Anwohner und Pendler hatten tagelang mit chaotischen Verhältnissen zu kämpfen, da wichtige Verkehrswege unpassierbar blieben. Dies warf Fragen zur Verkehrssicherheit und zum Engagement der Stadt für eine nachhaltige Mobilität auf.
Mitte Februar hatte Sturm „Elli“ die Region getroffen und mit heftigen Schneefällen den Alltag lahmgelegt. Züge fielen aus, Schulen blieben geschlossen, und viele Arbeitnehmer kamen nicht zu ihren Arbeitsplätzen. Obwohl Schneepflug-Teams rund um die Uhr im Einsatz waren, verstopften frisch geräumte Straßen unter dem anhaltenden Schneefall schnell wieder.
Besonders betroffen waren die Leonhardstraße, die Museumstraße, die Parkstraße, der Bereich Steinweg/Theater sowie die Helmstedter Straße. Einige Straßen blieben tagelang nur teilweise oder gar nicht geräumt, während Fahrradwege – die laut Vorgabe alle 19 Stunden freigeräumt werden sollten – oft deutlich länger ignoriert wurden. Radfahrer und Fußgänger zeigten sich verärgert über die offensichtliche Vernachlässigung, insbesondere vor dem Hintergrund des Mobilitätsentwicklungsplans 2035 , der den Ausbau nachhaltiger Verkehrsmittel vorsieht.
Am 18. Februar reichte DIE FRAKTION. BS einen Antrag ein, in dem sie Aufklärung forderte. Die Fraktion argumentierte, dass der städtische Dienstleister ALBA weder über ausreichend Personal noch über die nötige Ausstattung verfügte, um anhaltende Schneefälle zu bewältigen.

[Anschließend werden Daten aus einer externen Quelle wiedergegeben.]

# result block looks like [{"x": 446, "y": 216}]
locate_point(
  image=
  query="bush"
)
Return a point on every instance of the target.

Der Antrag forderte eine umfassende Überprüfung von Personal, Ressourcen und technischen Kapazitäten, um die Wintertauglichkeit der Verkehrswege für alle Verkehrsteilnehmer zu gewährleisten.

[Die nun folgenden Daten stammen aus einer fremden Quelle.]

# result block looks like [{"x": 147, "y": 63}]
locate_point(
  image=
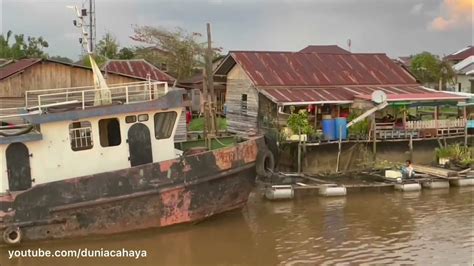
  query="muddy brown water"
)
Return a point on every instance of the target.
[{"x": 429, "y": 227}]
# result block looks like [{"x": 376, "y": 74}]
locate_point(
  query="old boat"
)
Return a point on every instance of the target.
[{"x": 75, "y": 165}]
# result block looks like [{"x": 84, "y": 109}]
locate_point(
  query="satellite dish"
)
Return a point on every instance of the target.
[{"x": 379, "y": 97}]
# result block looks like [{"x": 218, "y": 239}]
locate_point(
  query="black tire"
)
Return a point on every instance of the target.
[
  {"x": 12, "y": 235},
  {"x": 265, "y": 164}
]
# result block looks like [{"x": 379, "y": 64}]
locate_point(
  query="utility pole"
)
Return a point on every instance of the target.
[{"x": 92, "y": 25}]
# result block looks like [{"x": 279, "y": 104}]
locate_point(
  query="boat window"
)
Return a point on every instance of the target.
[
  {"x": 130, "y": 119},
  {"x": 142, "y": 117},
  {"x": 164, "y": 124},
  {"x": 80, "y": 134},
  {"x": 109, "y": 131}
]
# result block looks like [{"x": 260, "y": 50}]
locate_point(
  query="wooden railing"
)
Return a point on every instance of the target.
[{"x": 435, "y": 124}]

In ihrer letzten Sitzung unterstützten die Stadträte den Vorschlag und ebneten damit den Weg für eine offizielle Bewertung der Mängel im Winterdienst. Die Untersuchung soll aufzeigen, wie Braunschweig künftig besser auf Schneestürme reagieren kann. Da Fahrradwege und Hauptverkehrsstraßen über längere Zeit ungeräumt blieben, könnten die Ergebnisse zu Anpassungen bei Personal, Ausstattung oder der Winterdienst-Strategie führen. Ziel ist es, eine Wiederholung der Verzögerungen zu verhindern, die während Sturm „Elli“ den Verkehr und öffentliche Dienstleistungen lahmlegten.